"Do I really bring the mood down?" I turned my head from left to right. A sudden overwhelm of disdain and disappointment filling me.

"It's not true..is it?" the worlds I let out were nothing but words of affirmation in an attempt to comfort myself. Yet it was to no luck, as my feelings quickly turned into hatred and annoyance.

I tried my best to brush off the feelings, and went to find the boys.

When I went to turn around the corner, the boys weren't there anymore, except for Ni-ki. I was going to run up to him, but I quickly stopped when I noticed he wasn't alone.

The female next to him, was no other than Mimi. If I thought I could escape her for at least one day, then I was deeply mistaken. 

She seemed to make eye contact with me, and then immediately proceeded to lean closer to Ni-ki. The sudden feelings of annoyance and hatred overfilled me again. Mimi seemed to have stood up on her tip toes, and from what I could see from there, their lips were perfectly aligned at the same level.

I couldn't bare to watch, and I ran away. I ran as fast as my legs could bare, trying my best to not let myself break down before I left the school campus. 

Dashing through the school doors, I was nearly out of the gate.

"Moonri!" 

To what I saw, it was Sunoo. He was stood outside the gate with Jungwon, probably waiting for us. I sprinted past them, not even making eye contact or giving them a reason for me wildly running away, alone.
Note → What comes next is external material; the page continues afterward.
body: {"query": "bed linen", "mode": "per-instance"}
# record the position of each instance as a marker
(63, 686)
Once I was far enough, I let my tears erupt. Tired and fatigued from running so fast, I collapsed with my hands on my knees, trying to catch my breath.

"What did I just see.." my eyes shook nervously, almost trying to find an answer through the numerous thoughts that were kept captive in my head.

Weren't we already a couple? Did us sharing childhood stories and kisses mean nothing to him? And also Mimi, he knew how much scarring she has done to me, and I was almost sure he disliked her too. So why? Why did I see a scene that made them look like almost kissing, if not for real?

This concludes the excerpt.